Evvelsi gün Erzurum önemli bir ismi ağırladı…
Hem spor kamuoyunun hem de siyaset dünyasının yakından tanıdığı bir simayı; Hakan Şükür’ü…
Atatürk Üniversitesi İlahiyat Fakültesi, Genç Vizyon Kulübü tarafından düzenlenen “Sporda Ahlak” konulu söyleşi için gelmişti Erzurum’a…
Takip ettik…
Güzel şeyler söyledi…
Kendini anlattı, bir süre önce tartışma konusu olan “Türk değilim” sözüne açıklık getirdi, vs…

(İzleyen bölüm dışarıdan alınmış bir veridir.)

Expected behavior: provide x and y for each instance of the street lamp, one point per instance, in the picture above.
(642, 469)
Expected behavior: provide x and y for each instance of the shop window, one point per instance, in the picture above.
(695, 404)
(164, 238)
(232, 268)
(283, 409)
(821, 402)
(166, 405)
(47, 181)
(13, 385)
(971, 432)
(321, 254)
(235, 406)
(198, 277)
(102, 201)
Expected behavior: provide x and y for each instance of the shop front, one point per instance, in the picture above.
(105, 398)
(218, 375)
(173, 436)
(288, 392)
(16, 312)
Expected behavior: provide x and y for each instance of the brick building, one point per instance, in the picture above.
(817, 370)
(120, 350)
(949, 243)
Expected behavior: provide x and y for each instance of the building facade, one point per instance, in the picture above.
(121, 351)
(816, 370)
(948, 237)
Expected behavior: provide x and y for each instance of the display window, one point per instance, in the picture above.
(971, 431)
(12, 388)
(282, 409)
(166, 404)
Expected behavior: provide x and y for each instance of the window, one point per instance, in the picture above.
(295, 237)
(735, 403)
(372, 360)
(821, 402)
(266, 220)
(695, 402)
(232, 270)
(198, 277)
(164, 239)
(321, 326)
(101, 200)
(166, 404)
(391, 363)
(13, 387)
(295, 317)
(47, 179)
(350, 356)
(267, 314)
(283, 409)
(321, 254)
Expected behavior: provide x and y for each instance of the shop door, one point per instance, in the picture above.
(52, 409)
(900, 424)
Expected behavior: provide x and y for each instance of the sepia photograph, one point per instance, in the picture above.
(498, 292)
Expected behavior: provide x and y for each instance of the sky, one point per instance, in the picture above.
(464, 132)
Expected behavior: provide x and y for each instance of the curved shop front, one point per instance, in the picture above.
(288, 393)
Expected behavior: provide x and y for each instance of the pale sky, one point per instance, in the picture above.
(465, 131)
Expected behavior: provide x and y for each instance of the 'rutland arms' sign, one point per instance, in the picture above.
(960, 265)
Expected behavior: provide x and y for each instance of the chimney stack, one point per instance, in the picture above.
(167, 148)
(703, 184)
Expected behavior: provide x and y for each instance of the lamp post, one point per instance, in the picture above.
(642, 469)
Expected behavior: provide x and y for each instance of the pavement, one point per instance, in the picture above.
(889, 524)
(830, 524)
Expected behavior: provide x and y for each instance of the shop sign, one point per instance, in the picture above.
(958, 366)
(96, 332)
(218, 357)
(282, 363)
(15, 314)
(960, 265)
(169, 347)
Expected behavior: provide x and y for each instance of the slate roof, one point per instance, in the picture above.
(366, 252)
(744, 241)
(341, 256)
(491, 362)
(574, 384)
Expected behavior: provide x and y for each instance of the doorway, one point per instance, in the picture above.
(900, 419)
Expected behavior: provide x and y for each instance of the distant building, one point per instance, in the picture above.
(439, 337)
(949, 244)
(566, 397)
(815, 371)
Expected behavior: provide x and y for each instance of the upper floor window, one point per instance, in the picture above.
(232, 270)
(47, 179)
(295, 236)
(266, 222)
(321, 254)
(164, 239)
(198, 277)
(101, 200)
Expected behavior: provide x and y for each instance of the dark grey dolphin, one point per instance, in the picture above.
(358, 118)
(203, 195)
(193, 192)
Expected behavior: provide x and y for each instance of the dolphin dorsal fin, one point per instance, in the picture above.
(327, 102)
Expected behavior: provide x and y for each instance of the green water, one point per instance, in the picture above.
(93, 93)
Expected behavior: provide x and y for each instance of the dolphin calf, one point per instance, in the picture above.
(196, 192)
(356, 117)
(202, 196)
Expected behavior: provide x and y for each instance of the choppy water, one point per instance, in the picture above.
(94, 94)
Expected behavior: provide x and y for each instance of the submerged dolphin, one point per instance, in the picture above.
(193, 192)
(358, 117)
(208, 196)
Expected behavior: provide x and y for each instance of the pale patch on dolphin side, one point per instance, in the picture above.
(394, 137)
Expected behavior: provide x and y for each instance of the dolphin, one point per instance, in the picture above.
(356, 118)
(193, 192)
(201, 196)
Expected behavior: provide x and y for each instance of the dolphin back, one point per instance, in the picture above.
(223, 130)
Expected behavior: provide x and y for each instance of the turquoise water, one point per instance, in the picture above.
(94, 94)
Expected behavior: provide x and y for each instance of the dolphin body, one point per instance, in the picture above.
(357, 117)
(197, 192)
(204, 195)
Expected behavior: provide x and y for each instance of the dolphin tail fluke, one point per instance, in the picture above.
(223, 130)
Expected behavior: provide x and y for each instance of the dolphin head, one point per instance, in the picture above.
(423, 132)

Dinleyenlerin istifade ettiklerinden eminim…
Erzurum açısından da her bakımdan iyi oldu…
En azından ülke kamuoyunda Erzurum’un adının geçmesi bile bir artı değerdir…
Fakat, bu vesileyle bir tespit yaptım kendimce…

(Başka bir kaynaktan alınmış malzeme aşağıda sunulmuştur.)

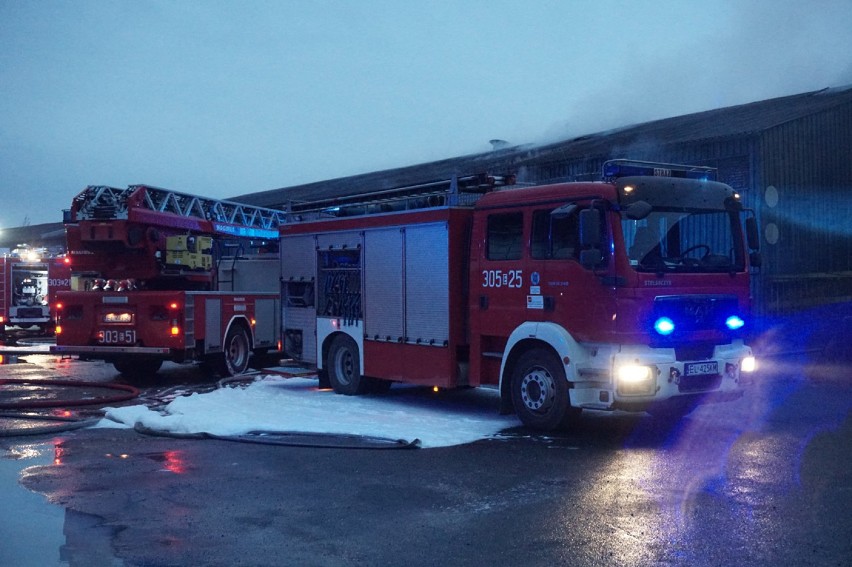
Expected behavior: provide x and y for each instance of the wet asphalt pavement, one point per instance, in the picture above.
(765, 480)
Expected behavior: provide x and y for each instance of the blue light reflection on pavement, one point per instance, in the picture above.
(36, 534)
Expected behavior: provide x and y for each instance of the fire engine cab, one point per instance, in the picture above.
(29, 280)
(161, 275)
(629, 293)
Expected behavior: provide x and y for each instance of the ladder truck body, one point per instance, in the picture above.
(160, 275)
(631, 293)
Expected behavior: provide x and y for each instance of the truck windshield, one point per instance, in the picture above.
(684, 240)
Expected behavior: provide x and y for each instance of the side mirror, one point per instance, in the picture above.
(590, 228)
(638, 210)
(590, 258)
(752, 233)
(591, 224)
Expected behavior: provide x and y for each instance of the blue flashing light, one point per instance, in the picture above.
(623, 167)
(664, 326)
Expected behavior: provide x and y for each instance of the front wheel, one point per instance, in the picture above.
(540, 391)
(236, 354)
(344, 367)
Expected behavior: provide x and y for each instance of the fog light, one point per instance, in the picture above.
(635, 380)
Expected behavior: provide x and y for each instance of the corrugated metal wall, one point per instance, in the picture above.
(806, 210)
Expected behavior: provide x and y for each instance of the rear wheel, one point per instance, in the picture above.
(540, 390)
(344, 367)
(236, 354)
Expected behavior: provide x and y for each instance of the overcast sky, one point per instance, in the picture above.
(222, 98)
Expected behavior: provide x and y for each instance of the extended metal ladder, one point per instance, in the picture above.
(464, 190)
(99, 202)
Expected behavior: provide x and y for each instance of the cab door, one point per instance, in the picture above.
(499, 288)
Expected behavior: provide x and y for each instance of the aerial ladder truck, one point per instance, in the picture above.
(159, 275)
(29, 280)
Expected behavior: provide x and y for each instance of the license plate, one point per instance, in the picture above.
(117, 337)
(700, 368)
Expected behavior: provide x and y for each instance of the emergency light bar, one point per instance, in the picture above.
(615, 168)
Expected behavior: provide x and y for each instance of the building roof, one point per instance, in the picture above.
(734, 121)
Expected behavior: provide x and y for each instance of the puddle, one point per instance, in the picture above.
(36, 532)
(31, 531)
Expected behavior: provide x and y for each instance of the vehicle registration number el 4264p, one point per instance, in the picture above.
(700, 368)
(117, 337)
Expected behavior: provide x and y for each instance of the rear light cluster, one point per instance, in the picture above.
(113, 285)
(174, 329)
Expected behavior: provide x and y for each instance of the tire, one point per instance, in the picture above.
(236, 352)
(133, 368)
(540, 391)
(344, 367)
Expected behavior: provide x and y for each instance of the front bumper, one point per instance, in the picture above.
(639, 377)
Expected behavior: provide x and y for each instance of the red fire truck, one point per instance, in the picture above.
(29, 280)
(631, 293)
(160, 275)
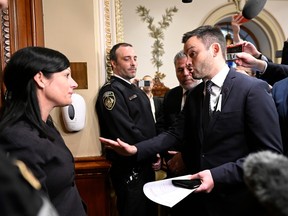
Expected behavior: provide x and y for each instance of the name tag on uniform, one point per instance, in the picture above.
(133, 97)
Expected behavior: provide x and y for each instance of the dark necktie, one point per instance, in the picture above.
(206, 104)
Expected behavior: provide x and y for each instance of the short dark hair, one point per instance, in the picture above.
(21, 101)
(112, 55)
(209, 35)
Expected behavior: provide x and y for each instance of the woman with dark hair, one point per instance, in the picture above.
(38, 79)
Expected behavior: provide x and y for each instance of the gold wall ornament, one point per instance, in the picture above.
(157, 32)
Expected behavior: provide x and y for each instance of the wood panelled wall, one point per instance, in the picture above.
(25, 28)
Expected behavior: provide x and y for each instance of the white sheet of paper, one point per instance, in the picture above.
(165, 193)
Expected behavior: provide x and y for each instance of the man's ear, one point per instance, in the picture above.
(215, 48)
(39, 79)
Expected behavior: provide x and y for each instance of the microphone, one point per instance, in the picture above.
(187, 1)
(266, 175)
(252, 8)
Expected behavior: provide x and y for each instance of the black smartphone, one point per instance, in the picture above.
(186, 183)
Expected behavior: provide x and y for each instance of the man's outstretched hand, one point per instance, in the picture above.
(119, 146)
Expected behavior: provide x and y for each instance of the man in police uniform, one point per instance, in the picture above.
(124, 112)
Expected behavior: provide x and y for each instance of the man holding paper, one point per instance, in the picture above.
(244, 121)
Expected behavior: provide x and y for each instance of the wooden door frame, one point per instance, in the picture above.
(21, 26)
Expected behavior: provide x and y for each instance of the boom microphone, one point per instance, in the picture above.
(252, 8)
(266, 175)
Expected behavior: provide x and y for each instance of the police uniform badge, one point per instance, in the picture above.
(109, 100)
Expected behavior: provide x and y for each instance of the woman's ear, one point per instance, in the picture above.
(39, 79)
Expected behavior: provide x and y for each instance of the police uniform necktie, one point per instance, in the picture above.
(206, 104)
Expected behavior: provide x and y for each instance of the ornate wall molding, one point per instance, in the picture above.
(5, 38)
(113, 28)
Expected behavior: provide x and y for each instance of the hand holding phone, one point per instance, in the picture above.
(186, 183)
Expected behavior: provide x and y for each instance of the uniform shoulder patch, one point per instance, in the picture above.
(109, 100)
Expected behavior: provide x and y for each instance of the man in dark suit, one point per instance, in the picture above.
(280, 95)
(243, 120)
(173, 103)
(156, 102)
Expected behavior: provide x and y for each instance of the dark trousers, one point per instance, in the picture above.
(131, 200)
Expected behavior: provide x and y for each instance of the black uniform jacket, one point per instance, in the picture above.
(124, 112)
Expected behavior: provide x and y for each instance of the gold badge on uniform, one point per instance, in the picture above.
(109, 100)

Eskilerin “taş yerinde ağırdır” sözüne hak verdirecek bir tespit…
***
Hakan Şükür genç bir insan…
Seveni de çok!
Ama, sporcu kimliği ile…
Siyaset kulvarı için aynı şeyi söylemek mümkün değil gibi…
Orası sanki iğreti duruyor Hakan’ın üstünde…
Kendisi de bu hali pek benimsemişe benzemiyor…
Milletvekili olmasına rağmen siyasi yaklaşımdan çok uzak duruşu bizde bu çağrışımı yaptı…
Zaten, “Arnavutum” diyerek, iyi niyetli bir izahının dahi yığınla yeni açıklamalara muhtaç olması en somut kanıttır buna…
Şükür örneği şunu gösteriyor ki, siyaset “heves” işi değil…
Tam tersi ihtisas gerektiriyor…
Hem çok derinlemesine bir uzmanlık…
Denebilir ki, cehaletin zirvesinde onlarca örnek gösteririz ki, heveskarlığı ile kaç dönem milletvekilliyi yaptı…
Doğrudur…
Zaten öyle olduğu için değil mi, millet belini bir türlü düzeltemedi…
Biz olması gerekeni söylüyoruz…
Hani bir kısım zevat “köylü köyünde güzel” diyor ya…
Biz de…
Alanında meşhur olanları, bulundukları yerde kalmaya davet ediyoruz…
Aksi halde, tartışma zeminine oturuyorlar ki…
Bu da, hak etmedikleri biçimde onları toplum nezdinde sevimsiz kılıyor…
Bunu sadece sporcu siyasetçiler için söylemiyoruz…
Başka alanlarda da, siyaset heveslisi isimler gördük…
Girdiler; ama(!)…
İtici birer prototip olarak hafızalara kazınıp çıktılar…
Bir müşahhas örnek: Yaşar Nuri Öztürk…
İlahiyat alanındaki birikimi tuzla buz oldu!
***
Bu arada Cengiz Yavilioğlu Bey’den de bahsetmek lazım…
Özellikle vurguladığı “Gençliğin bir televizyon kültürüyle gazete kültürüyle yetişmemesi, derinliği olan kendisine ait olan bilgilerin paylaşımında tecrübe paylaşımında bu bilgiyi kullanması oldukça önemlidir. Sizlerin bilgiyi alırken nasıl alacağınızı o bilgiyi nasıl kullanacağınızı kimlerden bilgi almanız gerektiğini hangi bilgilerin hayatımızda kullanılabilir içerikte olduğunu tespit etmeniz önemlidir. ” tembihatı çok önemliydi…
TV Programlarındaki performansını da beğendiğimiz Yavilioğlu, öğretici olması bakımından takdirlik işler yapıyor…
Yukarıda, gönderme yaptığımız ihtisasın yansımaları bunlar…
Heves, ihtisas farkını bir başka yazı konusu yapacağız…
Umarız farklı bir vesile tez elden çıkmış olsun!